In fact, the film is, just like the director's earlier work, divided into two sections, though they do not follow each other linearly: there is the movie depicting the content of the screenplay, and the movie which watches the actors out of character, talking about the project or their lives, or taking notes from the director. The film does not see fit to distinguish between these two modes, which makes an already-difficult movie even harder, although there are a few obvious moments, such as Apichatpoing, off-screen, helping Kaewbuadee pick out a shirt to wear (both creepy and funny, and even self-mocking in the moment that the actor sarcastically notes that all of his choices have the name "Joe" on them - that being the director's familiar name for Westerners who can't work our way around "Apichatpong").

And then, secondly, there is the split between the movie we see and the movie we hear: for throughout very nearly all of the film's running time, there is an improvised guitar score by Chai Bhatana playing, a short, tuneless piece that repeats itself to the point of madness, interrupted only by audio of Bhatana chatting briefly at the end or beginning of recording. The music is so divorced from the movie it accompanies as to feel like a separate project altogether, though it too works on a more intuitive than descriptive level: one can only hear the same cycle of chords so many times before they start to become unabashedly hypnotic, though that might be the polite way of putting it: wears the viewer down into something resembling a trance would be perhaps more accurate.

As apparently the only person in America was vaguely disappointed in Weerasethakul's Palme-winning Uncle Boonmee Who Can Recall His Past Lives, which felt a little normal for the director (for a given sense of "normal"), I'm delighted to find him returning to something so abstruse as to seem like little more than a tone poem on the theme of "acting out dialogue" - the way I look at it, is we have all the filmmakers in the world making films that are meant to be concrete and comprehensible, and we have just the one making movies that are so inscrutable, driven more by emotional, experiential logic than anything that can be articulated in even the most halting ways. Mekong Hotel might not make any particular "sense" and its collision of conversations, scripted or not, about the inheritance of parental sin, of clothing styles, of the violence perpetrated in Laos over the last few decades, none of which tie in together, with its twilit footage of the old hotel on the grand river, and with its folksy music, might not add up to anything that feels like an intellectually sound argument.
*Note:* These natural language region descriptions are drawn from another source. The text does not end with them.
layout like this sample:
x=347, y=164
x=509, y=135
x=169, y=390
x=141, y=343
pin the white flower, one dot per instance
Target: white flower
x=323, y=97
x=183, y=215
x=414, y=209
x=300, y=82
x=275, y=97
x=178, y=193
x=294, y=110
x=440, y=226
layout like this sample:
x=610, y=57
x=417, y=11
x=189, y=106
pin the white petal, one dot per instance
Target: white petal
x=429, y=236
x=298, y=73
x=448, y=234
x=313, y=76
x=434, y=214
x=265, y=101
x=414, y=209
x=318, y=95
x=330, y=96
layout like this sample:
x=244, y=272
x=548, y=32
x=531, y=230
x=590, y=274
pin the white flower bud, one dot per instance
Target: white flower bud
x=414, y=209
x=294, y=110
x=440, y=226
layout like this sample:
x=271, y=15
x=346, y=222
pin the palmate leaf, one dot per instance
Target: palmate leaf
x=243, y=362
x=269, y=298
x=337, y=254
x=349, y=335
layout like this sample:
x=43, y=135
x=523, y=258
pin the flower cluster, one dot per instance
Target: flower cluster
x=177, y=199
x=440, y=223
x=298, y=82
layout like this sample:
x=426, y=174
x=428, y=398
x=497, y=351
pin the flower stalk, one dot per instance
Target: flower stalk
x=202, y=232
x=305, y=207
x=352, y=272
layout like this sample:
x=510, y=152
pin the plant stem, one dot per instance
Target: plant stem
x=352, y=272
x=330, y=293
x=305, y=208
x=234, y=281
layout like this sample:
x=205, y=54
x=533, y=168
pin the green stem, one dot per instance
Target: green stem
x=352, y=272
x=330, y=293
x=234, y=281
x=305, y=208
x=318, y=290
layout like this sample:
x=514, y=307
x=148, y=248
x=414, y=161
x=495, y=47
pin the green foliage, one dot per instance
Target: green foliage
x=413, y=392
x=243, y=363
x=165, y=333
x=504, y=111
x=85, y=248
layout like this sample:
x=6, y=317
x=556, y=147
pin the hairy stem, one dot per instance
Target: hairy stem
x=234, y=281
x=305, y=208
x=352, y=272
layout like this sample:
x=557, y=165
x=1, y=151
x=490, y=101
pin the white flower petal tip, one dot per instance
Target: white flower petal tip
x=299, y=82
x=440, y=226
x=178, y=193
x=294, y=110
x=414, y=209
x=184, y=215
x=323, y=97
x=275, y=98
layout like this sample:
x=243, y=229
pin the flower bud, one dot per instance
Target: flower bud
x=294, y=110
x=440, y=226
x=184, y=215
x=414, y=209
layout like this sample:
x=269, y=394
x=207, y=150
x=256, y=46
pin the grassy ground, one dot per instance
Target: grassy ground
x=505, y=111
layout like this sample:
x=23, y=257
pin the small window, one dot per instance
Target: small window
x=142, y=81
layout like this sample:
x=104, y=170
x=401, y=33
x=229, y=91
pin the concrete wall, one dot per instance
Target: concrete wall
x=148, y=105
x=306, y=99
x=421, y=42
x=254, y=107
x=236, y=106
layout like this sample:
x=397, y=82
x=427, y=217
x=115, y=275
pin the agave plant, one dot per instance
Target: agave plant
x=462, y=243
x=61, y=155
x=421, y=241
But it feels right, somehow; the laid-back pace, the bland mixture of supernatural violence with workaday body language, the I-dare-you-to-look-away final shot of people playing on the river in the distance as nothing happens over the course of five minutes, except for a single boat moving in and back out of the frame, all of it gives the movie an extremely specific mood of elegy and nostalgia, though what the movie thinks about that mood, I cannot say, nor do I feel like I want to.